Apesar do contexto evidentemente transformar a feitura do projeto em um desafio ainda mais árduo e imponderável, o diretor Denis Villeneuve foi uma escolha segura. Não somente por ser responsável por alguns dos filmes mais significativos da última década, como o já clássico Incêndios (2010) e seu plot twist que está entre os maiores da sétima arte, e Os Suspeitos (2013). Mas também por ter fincado os dois pés na ficção científica com o sucesso de A chegada (2016) e Blade Runner: 2049 (2017), além de ser fã confesso de Duna. 

A história se passa em um futuro no qual o universo é governado por um império central apoiado por nobres casas distribuídas pelas galáxias que são responsáveis por diferentes mundos numa espécie de feudalismo cósmico. Toda a articulação do império só é possível graças ao que é chamado de especiaria, uma substância presente nas areias do desértico planeta de Arrakis, conhecido como Duna. Ela permite a viagem intergalática, ou seja, sem especiaria sem império, uma vez que as rotas comerciais, a comunicação e até mesmo a guerra não seriam possíveis. É uma clara alusão ao petróleo ao meu ver. 

Paul Atreides (Timothée Chalamet) e Lady Jessica (Rebecca Fergunson)
Paul Atreides (Timothée Chalamet) e Lady Jessica (Rebecca Fergunson)

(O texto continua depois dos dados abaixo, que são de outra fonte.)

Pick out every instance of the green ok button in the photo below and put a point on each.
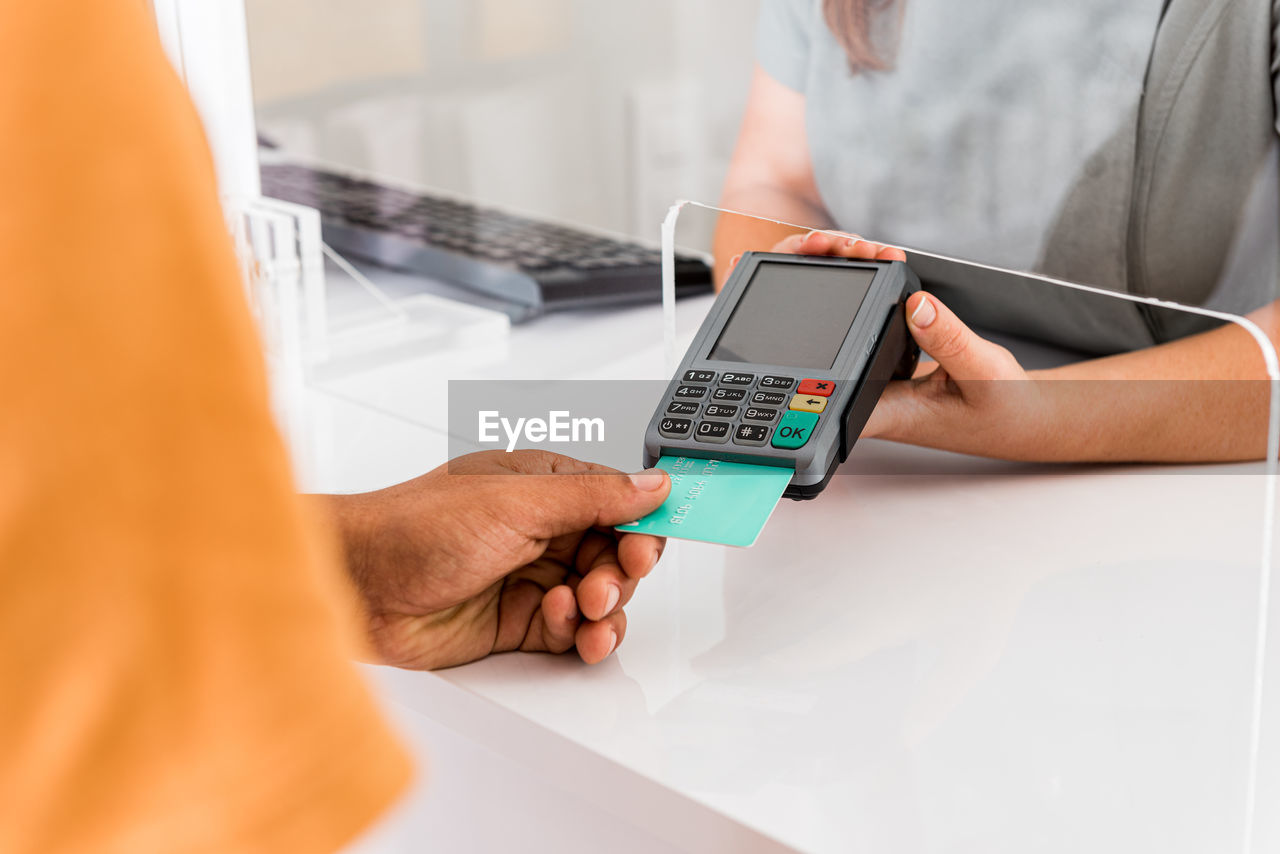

Arrakis, que é o lar dos Freeman, um povo nascido no deserto que cultua os grandes vermes de areia, foi explorado pelos Harkonnen durante 80 anos. Ela é uma casa truculenta que não está disposta a perder a sua geração de receita ao precisar ceder a exploração da especiaria para a casa Atreides por decisão imperial. Percebe-se logo que elementos como o colonialismo e direitos dos povos nativos ajudam a costurar o pano de fundo repleto de intrigas políticas de Duna. A trama ainda passeia por conceitos ecológicos ao tratar da escassez de água e religiosos com as irmãs Bene Gesserit e as visões proféticas do jovem Paul Atreides que protagoniza o filme, um possível messias que herda a responsabilidade de manter a casa da sua família de pé.

É importante ressaltar que nunca li o livro de Frank Herbert e, logo, seria canalhice tecer qualquer comentário do ponto de vista da fidelidade do roteiro. No entanto, não é difícil ter conhecimento da relevância do texto e do seu universo. O próprio George Lucas assumiu a inspiração em Duna para criar Star Wars. Ao longo das pouco mais de duas horas e meia de filme também é muito fácil reconhecer essa influência até sobre obras além da ficção científica, como As Crônicas de Gelo e Fogo de George R. R. Martin. Essa é para mim a primeira contradição do longa: como abordar um assunto do qual você é precursor se ele já foi amplamente destrinchado em obras que se inspiraram em você?  

A escolha de Villeneuve e dos roteiristas Eric Roth e Jon Spaihts foi pelo minimalismo já característico do diretor canadense. Minimalismo que é contrastante tanto nos aspectos visuais do filme quanto nas escolhas narrativas e não é necessariamente comum ou trivial. Há naves gigantescas, mas elas não parecem blocos de legos atulhados de cabos e fios ou reluzem um metal branco ou prata recém-saídos de uma impressora 3D. Os planos extremamente abertos e vastos opõem-se às pessoas que praticamente desaparecem na tela com a miudeza imposta. No que tange a trama, o minimalismo está em abrir mão dos arcos de outros personagens como é comum em um épico cheio de detalhes, planetas, famílias e núcleos para focar na jornada de Paul, interpretado por Timothée Chalamet.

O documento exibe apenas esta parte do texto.